Within Sister Parish, we are often looking for resources that help explain our model to new people. As we try to recruit for delegations or share our experiences with friends and family, it can be hard to explain. Sometimes we do not know how to respond to the questions, “How was your trip?” or “But what do you do on a Sister Parish delegation?” when people are expecting to hear about a more traditional mission model.
Below are a number of articles about re-thinking mission trips and delegations. The articles challenge our thinking and invite us to further reflection. The authors encourage us to place relationships at the center, to receive as well as to give, to acknowledge our privilege and responsibility to others, and to learn from and support movements for justice in the countries we visit and at home, while recognizing how interconnected we are.

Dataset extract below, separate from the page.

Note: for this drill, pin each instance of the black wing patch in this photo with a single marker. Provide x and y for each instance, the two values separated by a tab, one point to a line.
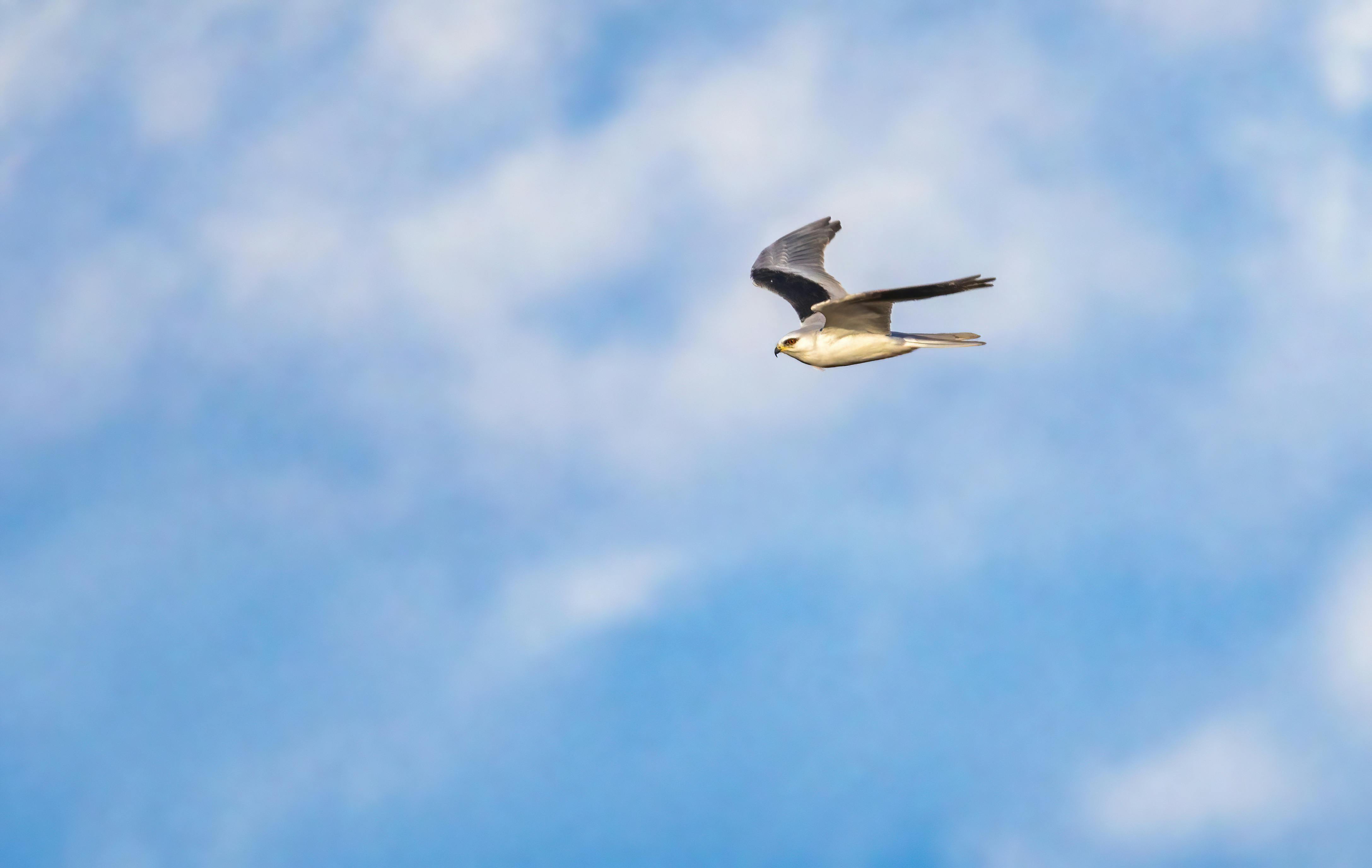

Long-term relationships are the heart of Sister Parish. We also believe that reflection before, during and after a delegation is an essential part of the transformative experience. We hope these articles will be helpful in bringing in new people, as well as in supporting a process of further reflection for those already involved.
Things No One Tells You About Going on Short-Term Mission Trips
“Developing countries do not need short-term heroes. They need long-term partners….Please don’t stop taking short-term missing trips, but do consider helping your team understand that how we do short-term mission trips may, in fact, matter more than what we do.”
American Rabbis Visit Guatemala to Support Human Rights Advocates
“I am bringing back a sense that what happens here matters at home—and what happens at home matters here,” said Rabbi Michael Knopf of Temple Beth El in Richmond, Virginia. “We’re intertwined on levels we don’t fully appreciate or understand. And because we’re interconnected, we have a deep responsibility to one another.”
Rethinking that mission trip to Guatemala
“Let’s not merely offer our thoughts and prayers. Let’s offer solidarity and advocacy that give feet to our prayers. Let’s rethink that mission trip.”
The Cost of Short-Term Mission
“Short – term missions are expensive…But short – term missions can be worth every penny if they mark the beginning of a long-term relationship. Money invested in learning about the causes of poverty in developing nations – and what can be done – is money well spent.”